Wilson, also dean emeritus of the University of Kentucky College of Medicine, said that, with a medical school in place, Hall County’s health system would grow and the area could attract 400 to 500 students, new faculty members, visits by students’ families and others, and "more conventions."

He didn’t have a firm estimate on the dollar impact but said "it is going to be significant."

DJW could release a draft of its report by the end of December and a final version by early January, Wilson said.

Wilson gave several positives about whether a medical school would fit into the area.

First of all, there would be no shrinking customer base. Northeast Georgia has about 1.4 million people and is expected to grow 32 percent by 2015.

Also, while Georgia is the 10th most populous state in the nation, it is ranked 37th in the nation in number of doctors per 100,000 people.

Georgia has 202 per 100,000, compared the U.S. average of 268 per 100,000. The state has "a long way to go to catch up," Wilson said.

Northeast Georgia particularly has a need for obstetrician/gynecologists, pediatricians and primary care doctors.

Noting Brenau Women’s College, the traditional part of the more encompassing university, Wilson said the "health of women and children fits (Brenau’s) mission very well."

The consultant also praised the Northeast Georgia Health System as "a major asset to this area."

"I had no idea that was here," Wilson said, going on to say that the health system’s number of doctors, patient admissions and other factors makes it "comparable to, or better than, most academic hospitals."

Wilson said some concerns about a medical school would be whether it has support from area doctors and the health system. Brenau would rely on practicing doctors to help as part-time or volunteer faculty.

"You have to have clinical support from the area ... to make this successful," Wilson said.

Dr. Jeff Marshall, a Gainesville cardiologist, said he believes if the "community wants to do this, I don’t think it is something you do half-heartedly. ... It is a huge undertaking."

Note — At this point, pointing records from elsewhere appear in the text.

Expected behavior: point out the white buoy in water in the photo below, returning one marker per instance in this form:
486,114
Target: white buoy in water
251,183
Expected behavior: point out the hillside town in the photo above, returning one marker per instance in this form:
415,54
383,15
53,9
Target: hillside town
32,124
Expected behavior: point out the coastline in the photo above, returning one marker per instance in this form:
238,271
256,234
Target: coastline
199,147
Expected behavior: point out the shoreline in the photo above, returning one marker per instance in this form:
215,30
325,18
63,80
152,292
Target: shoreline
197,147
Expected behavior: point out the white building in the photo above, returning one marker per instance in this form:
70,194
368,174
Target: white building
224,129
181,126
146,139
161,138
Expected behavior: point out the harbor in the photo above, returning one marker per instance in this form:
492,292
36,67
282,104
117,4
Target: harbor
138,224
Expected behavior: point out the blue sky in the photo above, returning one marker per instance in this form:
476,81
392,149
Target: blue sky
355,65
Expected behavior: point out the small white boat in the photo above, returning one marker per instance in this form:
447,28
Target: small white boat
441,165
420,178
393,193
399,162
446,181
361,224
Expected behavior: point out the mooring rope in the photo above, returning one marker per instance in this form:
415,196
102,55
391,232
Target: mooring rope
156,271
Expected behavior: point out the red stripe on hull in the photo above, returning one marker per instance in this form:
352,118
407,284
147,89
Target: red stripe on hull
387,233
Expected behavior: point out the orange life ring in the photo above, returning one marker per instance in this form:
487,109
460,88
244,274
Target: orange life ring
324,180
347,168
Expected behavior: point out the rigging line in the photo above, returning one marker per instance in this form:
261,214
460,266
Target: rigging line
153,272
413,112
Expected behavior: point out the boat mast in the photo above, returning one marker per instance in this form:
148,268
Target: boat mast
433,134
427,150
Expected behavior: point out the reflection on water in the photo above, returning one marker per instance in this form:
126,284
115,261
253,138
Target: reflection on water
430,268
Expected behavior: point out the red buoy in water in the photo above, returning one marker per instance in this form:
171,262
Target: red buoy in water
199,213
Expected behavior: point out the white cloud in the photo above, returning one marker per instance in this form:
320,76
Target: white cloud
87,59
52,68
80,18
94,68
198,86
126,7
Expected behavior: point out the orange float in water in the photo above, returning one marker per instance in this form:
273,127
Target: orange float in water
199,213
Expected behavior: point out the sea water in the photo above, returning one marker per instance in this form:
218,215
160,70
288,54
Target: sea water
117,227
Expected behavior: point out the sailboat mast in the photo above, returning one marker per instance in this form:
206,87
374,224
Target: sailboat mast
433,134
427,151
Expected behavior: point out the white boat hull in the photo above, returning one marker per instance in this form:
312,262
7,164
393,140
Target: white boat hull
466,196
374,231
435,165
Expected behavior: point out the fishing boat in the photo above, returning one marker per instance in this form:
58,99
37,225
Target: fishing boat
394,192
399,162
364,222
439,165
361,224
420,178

Dr. Ken Dixon, who has pushed for a possible medical school in the area as part of the Greater Hall Chamber of Commerce’s Vision 2030, said he senses widespread support among doctors for the effort.

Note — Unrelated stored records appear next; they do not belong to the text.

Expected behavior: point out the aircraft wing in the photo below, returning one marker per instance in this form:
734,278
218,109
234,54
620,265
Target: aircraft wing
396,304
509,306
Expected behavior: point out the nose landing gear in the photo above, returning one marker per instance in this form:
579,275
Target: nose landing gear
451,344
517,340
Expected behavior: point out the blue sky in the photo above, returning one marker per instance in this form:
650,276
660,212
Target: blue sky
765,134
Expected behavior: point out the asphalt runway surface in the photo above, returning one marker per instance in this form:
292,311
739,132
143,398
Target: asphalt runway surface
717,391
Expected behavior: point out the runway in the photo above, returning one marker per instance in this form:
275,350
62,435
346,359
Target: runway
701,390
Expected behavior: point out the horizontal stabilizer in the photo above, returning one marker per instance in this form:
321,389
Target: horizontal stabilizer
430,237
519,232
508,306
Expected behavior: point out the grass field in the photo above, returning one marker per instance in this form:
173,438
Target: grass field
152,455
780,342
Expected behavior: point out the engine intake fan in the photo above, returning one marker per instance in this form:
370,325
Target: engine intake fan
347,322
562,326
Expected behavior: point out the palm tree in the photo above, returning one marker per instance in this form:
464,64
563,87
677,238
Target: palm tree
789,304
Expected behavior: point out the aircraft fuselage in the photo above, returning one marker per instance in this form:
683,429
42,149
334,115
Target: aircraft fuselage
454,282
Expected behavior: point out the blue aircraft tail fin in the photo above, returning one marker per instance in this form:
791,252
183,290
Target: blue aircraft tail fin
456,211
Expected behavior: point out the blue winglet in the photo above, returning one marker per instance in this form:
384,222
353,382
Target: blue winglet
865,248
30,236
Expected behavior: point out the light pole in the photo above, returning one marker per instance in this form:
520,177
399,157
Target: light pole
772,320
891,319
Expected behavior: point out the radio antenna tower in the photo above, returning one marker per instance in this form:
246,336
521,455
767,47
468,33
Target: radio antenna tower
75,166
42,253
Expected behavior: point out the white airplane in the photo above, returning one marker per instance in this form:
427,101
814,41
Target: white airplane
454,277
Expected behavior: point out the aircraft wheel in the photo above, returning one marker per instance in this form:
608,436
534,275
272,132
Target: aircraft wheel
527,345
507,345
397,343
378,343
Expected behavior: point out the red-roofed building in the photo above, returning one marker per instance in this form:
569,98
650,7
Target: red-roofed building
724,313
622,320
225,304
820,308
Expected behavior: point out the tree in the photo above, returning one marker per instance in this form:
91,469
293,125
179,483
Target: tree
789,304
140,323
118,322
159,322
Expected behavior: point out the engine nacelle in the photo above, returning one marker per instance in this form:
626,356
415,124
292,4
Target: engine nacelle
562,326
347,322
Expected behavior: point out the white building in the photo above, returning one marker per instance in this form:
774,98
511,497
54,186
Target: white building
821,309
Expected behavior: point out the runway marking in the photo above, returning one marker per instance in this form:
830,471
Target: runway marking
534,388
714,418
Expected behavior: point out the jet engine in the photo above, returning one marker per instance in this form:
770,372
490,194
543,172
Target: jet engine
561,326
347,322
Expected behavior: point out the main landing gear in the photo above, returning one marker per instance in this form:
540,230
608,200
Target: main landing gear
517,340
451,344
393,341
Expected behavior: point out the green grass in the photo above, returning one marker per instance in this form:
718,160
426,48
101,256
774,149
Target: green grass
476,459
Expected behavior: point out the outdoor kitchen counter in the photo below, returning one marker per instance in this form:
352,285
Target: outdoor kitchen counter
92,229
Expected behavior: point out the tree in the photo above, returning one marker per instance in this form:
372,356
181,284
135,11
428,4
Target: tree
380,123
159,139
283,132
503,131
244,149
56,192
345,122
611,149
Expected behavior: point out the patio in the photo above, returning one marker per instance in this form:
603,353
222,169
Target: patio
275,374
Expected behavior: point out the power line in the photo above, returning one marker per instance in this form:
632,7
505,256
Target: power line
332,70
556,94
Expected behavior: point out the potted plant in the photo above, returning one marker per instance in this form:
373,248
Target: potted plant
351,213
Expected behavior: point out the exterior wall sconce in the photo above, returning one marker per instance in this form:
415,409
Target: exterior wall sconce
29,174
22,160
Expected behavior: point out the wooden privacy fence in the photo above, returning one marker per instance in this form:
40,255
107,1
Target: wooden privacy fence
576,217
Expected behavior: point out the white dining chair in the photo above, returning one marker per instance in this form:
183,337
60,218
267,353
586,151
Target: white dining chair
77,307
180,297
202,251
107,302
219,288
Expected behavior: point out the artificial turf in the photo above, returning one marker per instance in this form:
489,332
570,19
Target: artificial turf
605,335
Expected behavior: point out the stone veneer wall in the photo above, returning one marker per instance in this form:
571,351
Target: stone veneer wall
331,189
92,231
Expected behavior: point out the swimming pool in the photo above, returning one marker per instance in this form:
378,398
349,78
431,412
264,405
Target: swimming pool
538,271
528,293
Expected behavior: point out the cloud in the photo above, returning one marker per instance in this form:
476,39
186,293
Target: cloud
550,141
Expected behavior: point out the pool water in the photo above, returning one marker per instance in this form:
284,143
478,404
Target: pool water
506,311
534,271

"We have got the building blocks in place to do something potentially transformational," said Dixon, a Gainesville surgeon. "... Education and medicine coming together is a good thing."

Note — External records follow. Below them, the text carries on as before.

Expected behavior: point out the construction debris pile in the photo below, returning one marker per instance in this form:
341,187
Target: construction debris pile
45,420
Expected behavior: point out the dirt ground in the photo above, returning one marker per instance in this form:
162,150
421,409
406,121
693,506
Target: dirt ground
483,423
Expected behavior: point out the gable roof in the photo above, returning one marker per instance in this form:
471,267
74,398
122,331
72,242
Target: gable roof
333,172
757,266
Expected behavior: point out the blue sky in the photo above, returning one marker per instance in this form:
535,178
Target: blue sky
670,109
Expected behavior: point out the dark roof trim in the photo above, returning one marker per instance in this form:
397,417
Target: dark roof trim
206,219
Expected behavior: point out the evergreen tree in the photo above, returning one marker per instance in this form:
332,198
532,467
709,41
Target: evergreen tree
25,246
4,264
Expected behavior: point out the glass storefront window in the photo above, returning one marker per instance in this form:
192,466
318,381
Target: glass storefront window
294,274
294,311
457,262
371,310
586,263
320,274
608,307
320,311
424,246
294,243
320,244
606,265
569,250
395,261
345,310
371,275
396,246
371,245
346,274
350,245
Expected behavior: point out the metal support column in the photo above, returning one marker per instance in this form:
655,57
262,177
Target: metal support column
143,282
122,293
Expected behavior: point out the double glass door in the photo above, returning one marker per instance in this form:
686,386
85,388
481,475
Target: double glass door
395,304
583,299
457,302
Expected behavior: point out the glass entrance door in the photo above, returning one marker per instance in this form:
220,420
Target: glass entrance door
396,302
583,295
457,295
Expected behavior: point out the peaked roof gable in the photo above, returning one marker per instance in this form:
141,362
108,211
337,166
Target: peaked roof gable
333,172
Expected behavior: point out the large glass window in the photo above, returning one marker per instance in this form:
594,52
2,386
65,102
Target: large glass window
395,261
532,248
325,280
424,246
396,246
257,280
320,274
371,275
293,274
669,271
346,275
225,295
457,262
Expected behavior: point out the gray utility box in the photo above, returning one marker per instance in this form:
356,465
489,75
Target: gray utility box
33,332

If DJW gives its endorsement for the project, Brenau would have to consider whether it fits with the school’s mission and figure out "how to pay for it," said David Morrison, Brenau spokesman.

The start-up cost of $20 million to $35 million would involve capital improvements, hiring administration and faculty and setting up support services for students, Wilson said.

Tuition and fees, plus grants and a "development campaign" could help raise needed revenue, he added.

"There are people who will give to the cause of a medical school that they would not give (otherwise)," Wilson said.